Ten aanzien van de immateriële schadevergoeding overweegt de rechtbank dat vast is komen te staan dat de benadeelde partij gedurende een periode van ongeveer negen maanden onder omstandigheden die hiervoor uitvoerig aan de orde zijn geweest door verdachte is uitgebuit. Daardoor is hem rechtstreeks immateriële schade toegebracht. De rechtbank stelt de immateriële schade vast op een bedrag van € 1.500,00 (duizend vijfhonderd euro), zodat de vordering tot immateriële schadevergoeding tot dit bedrag zal worden toegewezen.
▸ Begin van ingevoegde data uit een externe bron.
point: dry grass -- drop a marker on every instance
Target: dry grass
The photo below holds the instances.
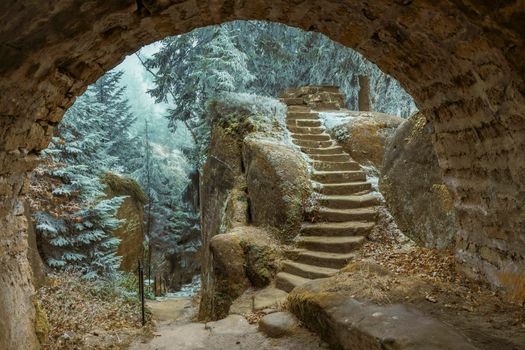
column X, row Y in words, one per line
column 87, row 315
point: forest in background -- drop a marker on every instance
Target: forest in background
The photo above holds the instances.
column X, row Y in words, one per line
column 148, row 120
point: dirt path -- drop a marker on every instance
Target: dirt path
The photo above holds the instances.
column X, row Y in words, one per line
column 175, row 330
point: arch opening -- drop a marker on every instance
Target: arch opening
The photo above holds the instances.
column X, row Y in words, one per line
column 463, row 73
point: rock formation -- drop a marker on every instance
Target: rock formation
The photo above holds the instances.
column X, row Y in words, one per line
column 344, row 208
column 363, row 135
column 461, row 61
column 131, row 233
column 253, row 189
column 412, row 184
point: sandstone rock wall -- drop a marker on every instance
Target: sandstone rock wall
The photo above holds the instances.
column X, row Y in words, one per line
column 412, row 184
column 363, row 135
column 462, row 61
column 278, row 185
column 253, row 176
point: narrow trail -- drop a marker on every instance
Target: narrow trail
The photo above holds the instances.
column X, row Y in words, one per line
column 176, row 330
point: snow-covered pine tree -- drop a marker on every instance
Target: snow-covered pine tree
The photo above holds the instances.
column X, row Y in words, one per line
column 190, row 70
column 92, row 138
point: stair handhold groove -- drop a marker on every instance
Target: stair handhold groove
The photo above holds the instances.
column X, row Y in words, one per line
column 346, row 212
column 348, row 202
column 323, row 259
column 335, row 166
column 287, row 281
column 312, row 137
column 351, row 228
column 307, row 271
column 304, row 123
column 330, row 244
column 342, row 188
column 338, row 176
column 323, row 150
column 341, row 157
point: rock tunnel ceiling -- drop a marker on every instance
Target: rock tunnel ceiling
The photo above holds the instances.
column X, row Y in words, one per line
column 462, row 61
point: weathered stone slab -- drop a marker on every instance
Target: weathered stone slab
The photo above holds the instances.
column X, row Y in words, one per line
column 350, row 324
column 268, row 298
column 278, row 324
column 233, row 324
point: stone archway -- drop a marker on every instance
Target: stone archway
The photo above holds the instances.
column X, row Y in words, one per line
column 461, row 60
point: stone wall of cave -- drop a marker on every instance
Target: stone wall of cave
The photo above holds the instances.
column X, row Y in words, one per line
column 461, row 60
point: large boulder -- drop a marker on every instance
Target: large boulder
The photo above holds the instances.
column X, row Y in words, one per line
column 278, row 185
column 412, row 184
column 131, row 211
column 244, row 256
column 363, row 135
column 228, row 272
column 249, row 141
column 349, row 323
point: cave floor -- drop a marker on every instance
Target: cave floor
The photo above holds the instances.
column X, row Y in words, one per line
column 176, row 329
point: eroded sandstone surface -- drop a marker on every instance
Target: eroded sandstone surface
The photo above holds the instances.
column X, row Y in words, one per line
column 460, row 60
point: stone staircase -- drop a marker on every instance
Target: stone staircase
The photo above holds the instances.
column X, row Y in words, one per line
column 347, row 209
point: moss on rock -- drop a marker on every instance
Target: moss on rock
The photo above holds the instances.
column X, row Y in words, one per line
column 41, row 322
column 131, row 211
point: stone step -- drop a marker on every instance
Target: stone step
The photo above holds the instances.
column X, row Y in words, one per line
column 335, row 166
column 312, row 143
column 291, row 101
column 328, row 106
column 342, row 188
column 325, row 177
column 333, row 229
column 306, row 130
column 342, row 215
column 312, row 137
column 304, row 122
column 307, row 271
column 331, row 244
column 322, row 259
column 302, row 115
column 325, row 150
column 341, row 157
column 287, row 281
column 348, row 202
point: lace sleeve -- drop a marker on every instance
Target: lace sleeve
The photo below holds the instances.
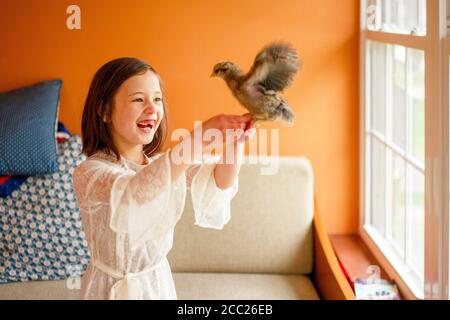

De benadeelde partij zal voor het overige niet-ontvankelijk worden verklaard.
De schadevergoeding zal worden vermeerderd met de wettelijke rente vanaf de laatste werkdag (3 januari 2015) tot aan de dag van de algehele voldoening.
De rechtbank zal de hierna te noemen schadevergoedingsmaatregel opleggen, aangezien verdachte jegens het slachtoffer [slachtoffer 1] , wettelijk vertegenwoordigd door zijn raadsman
mr. J. van Bennekom, naar burgerlijk recht aansprakelijk is voor de schade die door het onder 1 bewezen geachte feit is toegebracht. De rechtbank waardeert deze op een bedrag van
€ 10.500,00 (tienduizend vijfhonderd euro), bestaande uit € 9.000,00 (negenduizend euro) aan materiële schadevergoeding en € 1.500,00 (duizend vijfhonderd euro) aan immateriële schadevergoeding, te vermeerderen met de wettelijke rente vanaf de laatste werkdag (3 januari 2015) tot aan de dag van de algehele vergoeding.
9.2
Ten aanzien van de benadeelde partij [slachtoffer 2]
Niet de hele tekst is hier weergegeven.